Do these rules make sense to you or are they just coincidence? To me, this seems to be coincidental as variables such as reason for selecting the school and free time after school cannot be relied upon without further analysis to predict the pass or fail condition of a student.
Could this model be used to identify students at risk? This model seems to give high importance to past failures, which seems reasonable. But the assumption would be that these students would already be identified as at-risk. The other variables that seem to be considered as important by the model seem coincidental. Using these to predict the final pass/fail or identify at-risk students might be problematic.
Would you use this model? How? The way to use this model would be to use feature selection to include fewer variables, that might have a strong effect on the dependent variable, pass/fail, to avoid overfitting and avoid inaccurate predictions.

Random Forest Model

Random Forest - Summary

Random Forest - Pred. Matrix

Now, taking a look at the Random Forest model for predicting pass/fail of students, we find that the F score for the test data is still decent but not very high, 0.62. This could be a result of too many variables that are not closely related to the final prediction of passing or failing for the student.

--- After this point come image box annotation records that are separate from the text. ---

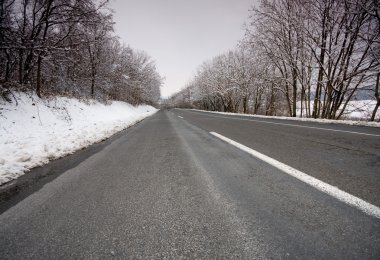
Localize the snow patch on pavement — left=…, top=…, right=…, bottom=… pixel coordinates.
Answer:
left=0, top=93, right=157, bottom=185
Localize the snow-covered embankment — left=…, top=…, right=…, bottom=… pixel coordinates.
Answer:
left=0, top=93, right=157, bottom=185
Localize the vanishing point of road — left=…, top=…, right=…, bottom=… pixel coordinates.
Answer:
left=0, top=109, right=380, bottom=259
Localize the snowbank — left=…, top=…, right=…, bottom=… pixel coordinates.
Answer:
left=188, top=109, right=380, bottom=127
left=0, top=93, right=157, bottom=185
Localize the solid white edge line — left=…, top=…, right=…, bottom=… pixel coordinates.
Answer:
left=210, top=132, right=380, bottom=219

Is Random Forest better than the others? In this case, Random Forest model does seem to be somewhat better than the logistic regression and decision tree models.
Which threshold selection value would you use to create an application guide instructor-led intervention for students at risk of failing the course? Since it is extremely important to identify at-risk students who might fail the course, the model should be extremely sensitive to false negatives (or in this case, false pass). So increasing the decision threshold, for example, to 0.7 might be better for this application.